Genes of unknown function are among the biggest challenges in molecular biology, especially in microbial systems, where 40%-60% of the predicted genes are unknown. Despite previous attempts, systematic approaches to include the unknown fraction into analytical workflows are still lacking. Here, we propose a conceptual framework and a computational workflow that bridge the known-unknown gap in genomes and metagenomes. We showcase our approach by exploring 415,971,742 genes predicted from 1,749 metagenomes and 28,941 bacterial and archaeal genomes. We quantify the extent of the unknown fraction, its diversity, and its relevance across multiple biomes. Furthermore, we provide a collection of 283,874 lineage-specific genes of unknown function for Cand. Patescibacteria, being a significant resource to expand our understanding of their unusual biology. Finally, by identifying a target gene of unknown function for antibiotic resistance, we demonstrate how we can enable the generation of hypotheses that can be used to augment experimental data.

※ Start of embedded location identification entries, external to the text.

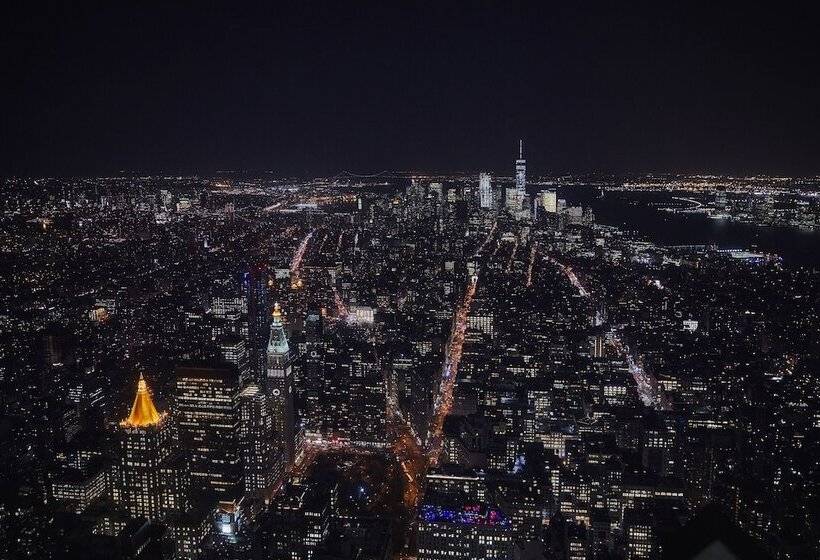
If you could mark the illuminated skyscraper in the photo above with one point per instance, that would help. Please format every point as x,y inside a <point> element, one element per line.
<point>485,191</point>
<point>261,464</point>
<point>207,407</point>
<point>549,201</point>
<point>146,450</point>
<point>521,176</point>
<point>279,386</point>
<point>255,284</point>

Competing Interest Statement

The authors have declared no competing interest.

Footnotes

  • eLife revision of the main text and supplementary files addressed.

  • https://dark.metagenomics.eu/

  • https://doi.org/10.6084/m9.figshare.12459056

  • https://github.com/functional-dark-side/agnostos-wf

Copyright 
The copyright holder for this preprint is the author/funder, who has granted bioRxiv a license to display the preprint in perpetuity. It is made available under a CC-BY 4.0 International license.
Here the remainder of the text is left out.